Resistor ladders depend on either a) the load being constant, or b) you being tolerant of significant swings in load voltage.
The big problem with your idea "parallel all the lamps" is that when a lamp burns out, group conductance will decrease, causing a likewise increase in resistance, raising voltage, burning out more lamps, death spiral.
You could use a simpler scheme called a dropping resistor. But the important part is you need a dropping resistor per lamp.
The other problem with both ladders and dropping resistors is that the resistors will make much more heat than the lamps actually will. Maybe 3/4 of your power will be burned up in resistors, and the resistors will need to be quite large, and will run hot.
However, you can do series-parallel wiring. To understand that, go look at how 12V "LED strips" are wired. They have many segments. Each segment has a resistor and 3 LEDs.
So place 3 lamps in series with a resistor. You drop 12V as 3.8 volts x 3, that being 11.4 volts, and drop the remaining 0.6 volts in the dropping resistor. That means only 5% of your energy is being burned up by the resistor. MUUUCH better!
Since your number of lights is a multiple of 3, that works out nicely.

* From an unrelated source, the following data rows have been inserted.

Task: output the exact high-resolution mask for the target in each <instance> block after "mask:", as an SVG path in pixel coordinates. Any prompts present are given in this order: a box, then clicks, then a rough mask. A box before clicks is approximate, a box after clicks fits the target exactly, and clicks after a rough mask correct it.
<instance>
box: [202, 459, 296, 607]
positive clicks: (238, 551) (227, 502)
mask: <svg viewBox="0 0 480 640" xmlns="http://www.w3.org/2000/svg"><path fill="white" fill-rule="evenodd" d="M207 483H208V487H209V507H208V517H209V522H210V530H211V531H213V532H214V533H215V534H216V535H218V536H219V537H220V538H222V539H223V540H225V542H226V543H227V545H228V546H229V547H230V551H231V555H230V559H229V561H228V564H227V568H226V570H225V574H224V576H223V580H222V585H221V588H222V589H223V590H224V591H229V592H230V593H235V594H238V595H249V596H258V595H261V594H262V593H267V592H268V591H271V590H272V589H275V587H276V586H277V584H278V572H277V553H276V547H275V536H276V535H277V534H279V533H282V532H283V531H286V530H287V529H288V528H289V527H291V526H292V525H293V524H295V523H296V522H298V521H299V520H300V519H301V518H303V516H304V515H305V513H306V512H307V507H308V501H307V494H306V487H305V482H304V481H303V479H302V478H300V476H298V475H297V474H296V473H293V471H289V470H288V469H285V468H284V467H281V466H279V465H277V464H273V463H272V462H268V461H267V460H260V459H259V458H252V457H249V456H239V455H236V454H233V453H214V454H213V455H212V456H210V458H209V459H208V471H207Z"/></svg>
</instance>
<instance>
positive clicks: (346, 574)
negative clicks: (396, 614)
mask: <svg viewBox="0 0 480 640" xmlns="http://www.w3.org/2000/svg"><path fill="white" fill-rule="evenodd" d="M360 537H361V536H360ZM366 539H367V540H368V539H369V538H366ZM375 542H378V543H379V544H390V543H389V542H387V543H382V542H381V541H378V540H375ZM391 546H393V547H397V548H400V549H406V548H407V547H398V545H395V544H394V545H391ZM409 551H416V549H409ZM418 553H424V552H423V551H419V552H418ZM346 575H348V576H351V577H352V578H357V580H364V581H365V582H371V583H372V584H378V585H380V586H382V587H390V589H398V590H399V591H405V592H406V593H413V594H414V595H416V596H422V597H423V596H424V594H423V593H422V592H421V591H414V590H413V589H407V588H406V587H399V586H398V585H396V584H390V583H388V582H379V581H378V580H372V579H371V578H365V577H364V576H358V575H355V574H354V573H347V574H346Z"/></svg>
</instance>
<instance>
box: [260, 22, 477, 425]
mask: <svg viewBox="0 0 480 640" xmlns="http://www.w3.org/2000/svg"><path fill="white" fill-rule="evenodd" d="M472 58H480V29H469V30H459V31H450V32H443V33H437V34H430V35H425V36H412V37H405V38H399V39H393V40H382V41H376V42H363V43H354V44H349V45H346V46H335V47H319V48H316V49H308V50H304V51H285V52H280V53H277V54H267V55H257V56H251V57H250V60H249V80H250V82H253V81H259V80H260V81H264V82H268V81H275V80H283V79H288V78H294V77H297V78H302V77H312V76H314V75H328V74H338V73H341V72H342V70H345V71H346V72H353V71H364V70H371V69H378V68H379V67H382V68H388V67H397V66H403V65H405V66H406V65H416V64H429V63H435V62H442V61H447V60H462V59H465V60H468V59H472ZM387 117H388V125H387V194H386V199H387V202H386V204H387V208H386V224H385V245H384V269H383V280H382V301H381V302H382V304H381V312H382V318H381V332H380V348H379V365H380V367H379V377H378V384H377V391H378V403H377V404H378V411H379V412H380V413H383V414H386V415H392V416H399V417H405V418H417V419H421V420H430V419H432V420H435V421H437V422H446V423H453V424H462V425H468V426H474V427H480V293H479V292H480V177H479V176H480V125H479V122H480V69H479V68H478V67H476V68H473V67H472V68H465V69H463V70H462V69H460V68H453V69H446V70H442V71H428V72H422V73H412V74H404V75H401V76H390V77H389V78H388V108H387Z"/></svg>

"But I won't know which of the 3 bulbs has burned out!" True. But you can parallel each bulb with a high value resistor and an LED, so the e.g. red LED will light at the burned out bulb location (while leaking its operating current through the other 2 still-good bulbs; this will also preserve those bulbs since it will run them at very low current). The resistor needs to be sized for running the indicator LED at 12V.